Les types de publicités Facebook Ads qui cartonnent en ce moment ne sont pas ceux que tu crois. Une pub avec fond blanc moche, un post-it griffonné à la main, une vidéo filmée au téléphone sans équipe de prod – et c’est ça qui génère des leads. Pas la belle création léchée sur laquelle l’agence a passé trois semaines. Louis Daniel Binette, directeur de compte chez J7 Media, l’a dit sans détour dans un épisode du podcast No Pay No Play animé par Antoine Danmas : le marché choisit, pas toi.

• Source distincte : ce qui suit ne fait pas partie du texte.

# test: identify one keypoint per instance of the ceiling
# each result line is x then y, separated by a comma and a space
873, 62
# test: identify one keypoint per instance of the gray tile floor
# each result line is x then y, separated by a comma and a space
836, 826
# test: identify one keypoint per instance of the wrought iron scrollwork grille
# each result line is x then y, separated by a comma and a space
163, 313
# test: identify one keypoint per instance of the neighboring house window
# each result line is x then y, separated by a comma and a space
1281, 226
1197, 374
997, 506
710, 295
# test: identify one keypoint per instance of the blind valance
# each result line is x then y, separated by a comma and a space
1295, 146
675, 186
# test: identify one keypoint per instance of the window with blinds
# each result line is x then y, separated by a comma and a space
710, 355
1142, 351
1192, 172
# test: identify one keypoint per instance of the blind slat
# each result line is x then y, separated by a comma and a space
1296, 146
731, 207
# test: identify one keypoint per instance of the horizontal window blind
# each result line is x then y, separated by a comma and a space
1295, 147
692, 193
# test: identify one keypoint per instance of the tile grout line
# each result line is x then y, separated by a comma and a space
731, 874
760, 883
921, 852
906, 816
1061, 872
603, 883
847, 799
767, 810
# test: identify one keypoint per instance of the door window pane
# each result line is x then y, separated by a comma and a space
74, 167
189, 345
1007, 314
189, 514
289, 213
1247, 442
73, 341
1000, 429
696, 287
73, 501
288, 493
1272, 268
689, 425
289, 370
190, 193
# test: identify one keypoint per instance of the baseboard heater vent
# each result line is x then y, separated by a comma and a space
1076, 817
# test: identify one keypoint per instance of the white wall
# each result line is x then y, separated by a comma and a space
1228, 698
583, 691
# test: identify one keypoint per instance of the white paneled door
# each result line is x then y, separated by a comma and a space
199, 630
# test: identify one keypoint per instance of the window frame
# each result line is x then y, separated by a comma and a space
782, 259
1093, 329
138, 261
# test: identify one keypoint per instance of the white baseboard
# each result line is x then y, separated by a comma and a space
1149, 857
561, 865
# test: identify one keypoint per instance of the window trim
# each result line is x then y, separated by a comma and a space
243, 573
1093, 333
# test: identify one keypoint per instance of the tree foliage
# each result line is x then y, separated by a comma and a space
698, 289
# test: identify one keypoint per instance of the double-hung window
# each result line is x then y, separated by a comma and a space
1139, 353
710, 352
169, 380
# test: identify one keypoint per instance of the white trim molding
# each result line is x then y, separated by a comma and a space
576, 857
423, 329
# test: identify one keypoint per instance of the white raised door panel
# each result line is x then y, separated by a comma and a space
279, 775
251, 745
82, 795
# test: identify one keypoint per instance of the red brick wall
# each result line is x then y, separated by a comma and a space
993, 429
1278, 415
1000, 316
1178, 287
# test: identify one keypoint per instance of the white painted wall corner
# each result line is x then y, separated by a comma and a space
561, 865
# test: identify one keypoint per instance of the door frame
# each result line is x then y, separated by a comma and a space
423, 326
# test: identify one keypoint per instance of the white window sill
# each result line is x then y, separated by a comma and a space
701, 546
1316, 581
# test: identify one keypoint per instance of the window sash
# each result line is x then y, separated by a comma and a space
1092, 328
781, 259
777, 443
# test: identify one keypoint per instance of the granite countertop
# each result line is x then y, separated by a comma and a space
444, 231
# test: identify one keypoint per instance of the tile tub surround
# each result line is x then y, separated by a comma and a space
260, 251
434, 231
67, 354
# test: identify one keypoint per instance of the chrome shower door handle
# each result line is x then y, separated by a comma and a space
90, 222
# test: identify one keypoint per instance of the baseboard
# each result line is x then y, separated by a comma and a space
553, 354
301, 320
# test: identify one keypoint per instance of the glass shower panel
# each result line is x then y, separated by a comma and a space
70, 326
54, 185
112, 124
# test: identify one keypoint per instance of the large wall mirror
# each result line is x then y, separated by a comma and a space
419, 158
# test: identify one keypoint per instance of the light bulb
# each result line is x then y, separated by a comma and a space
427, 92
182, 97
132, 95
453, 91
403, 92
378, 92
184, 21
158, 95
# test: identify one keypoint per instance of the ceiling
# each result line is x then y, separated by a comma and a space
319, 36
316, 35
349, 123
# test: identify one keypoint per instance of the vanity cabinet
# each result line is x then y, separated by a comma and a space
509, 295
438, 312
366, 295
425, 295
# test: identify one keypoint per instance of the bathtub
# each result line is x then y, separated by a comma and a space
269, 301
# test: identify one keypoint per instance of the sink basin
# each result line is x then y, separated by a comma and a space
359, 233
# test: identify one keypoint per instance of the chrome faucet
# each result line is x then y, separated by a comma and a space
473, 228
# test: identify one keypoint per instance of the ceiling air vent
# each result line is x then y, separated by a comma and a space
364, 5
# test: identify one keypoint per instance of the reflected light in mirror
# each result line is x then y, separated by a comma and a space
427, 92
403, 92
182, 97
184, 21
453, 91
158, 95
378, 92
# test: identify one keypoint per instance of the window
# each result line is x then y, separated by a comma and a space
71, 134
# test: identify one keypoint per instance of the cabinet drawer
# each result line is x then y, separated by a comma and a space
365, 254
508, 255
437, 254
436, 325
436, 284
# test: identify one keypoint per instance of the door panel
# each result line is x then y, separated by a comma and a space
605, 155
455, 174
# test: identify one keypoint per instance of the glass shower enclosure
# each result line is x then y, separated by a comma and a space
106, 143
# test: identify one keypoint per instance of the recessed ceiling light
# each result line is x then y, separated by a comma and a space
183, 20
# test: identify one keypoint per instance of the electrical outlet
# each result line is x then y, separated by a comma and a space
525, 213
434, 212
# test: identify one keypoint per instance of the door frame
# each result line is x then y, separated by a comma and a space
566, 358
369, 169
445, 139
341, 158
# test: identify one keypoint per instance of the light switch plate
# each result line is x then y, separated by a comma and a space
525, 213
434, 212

Ce qui est frappant dans ce qu’il raconte, c’est pas la liste des formats en elle-même. C’est le principe qui est derrière. La beauté d’une pub ne prédit pas sa performance. Jamais. Et pourtant, on continue tous à produire des créatifs en pensant que le plus beau gagnera. C’est exactement le biais qu’il faut déconstruire avant même de parler de formats.
Alors voilà ce que j’ai retenu de cet épisode – et ce que j’aurais voulu qu’on me dise quand je couvrais mes premiers dossiers sur la pub digitale en 2009.
Pourquoi les types de publicités Facebook Ads qu’on pense être bons échouent
Carl Wibo, media buyer chez J7 Media, avait des pubs qu’il hésitait à mettre en ligne tellement elles lui semblaient moches. Il les a quand même testées. Résultat : elles ont explosé. C’est la tension centrale de tout ce que Louis Daniel Binette explique dans cet épisode.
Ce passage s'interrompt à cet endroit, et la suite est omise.